Detection performance of flower-like hydrothermally synthesized ZnO in silicon-type photodetector

Abstract

Zinc oxide (ZnO) is a versatile compound or metal oxide with a wide range of applications across various industries such as electronics, optoelectronics, and gas sensors, etc. A simple hydrothermal method was used to synthesize ZnO flower-like structures in this study. The synthesized ZnO structures were analyzed by x-ray diffractometer (XRD) and scanning electron microscope (SEM). We used ZnO structures as an interfacial layer for a Schottky-type silicon-based photodetector.
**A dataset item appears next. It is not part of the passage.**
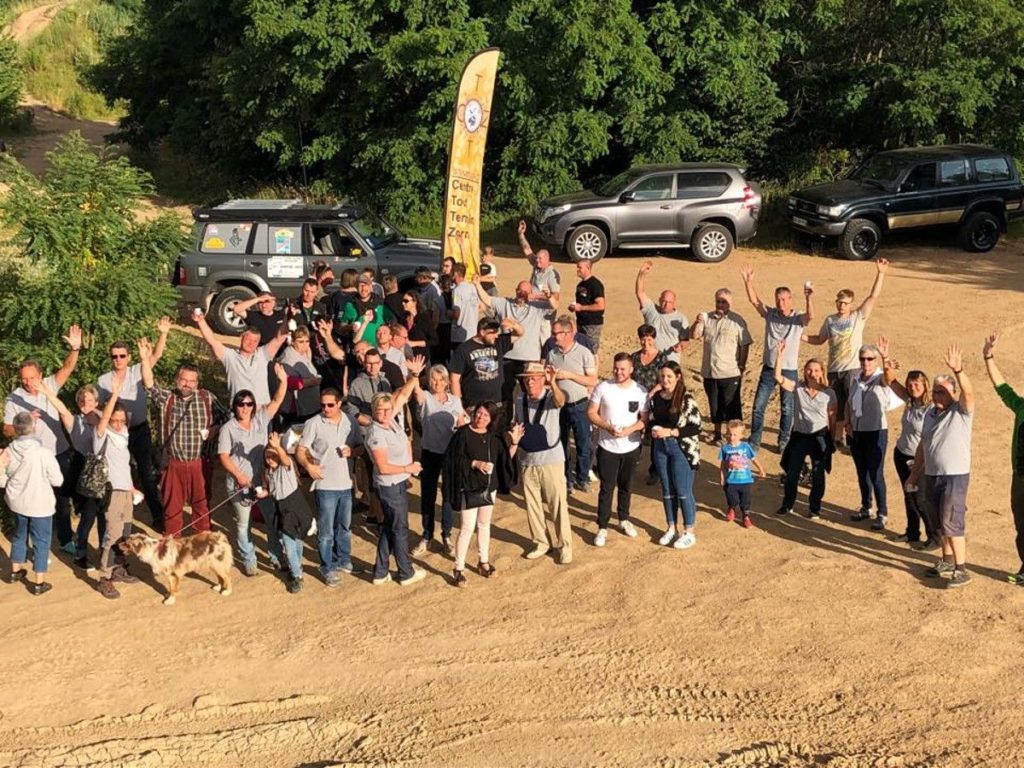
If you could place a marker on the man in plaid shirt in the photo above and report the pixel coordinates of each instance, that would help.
(189, 418)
While Au and Al metals were employed as metallic and ohmic contacts, respectively, p-Si was utilized as a semiconductor and substrate. Thus, Au/ZnO/p-Si sandwich was successfully fabricated and tested by current-voltage (I-V) measurements under dark and various light power illumination densities from 10 mW cm-2 to 150 mW cm-2 as well as the various wavelengths in the case of same power. The I-V characteristics were used to determine the diode and photodetection parameters. The fabricated heterostructure exhibited 77.51 mA W-1 responsivity, 1.30 x 1010 Jones specific detectivity, and 26.33% external quantum efficiency (EQE) values.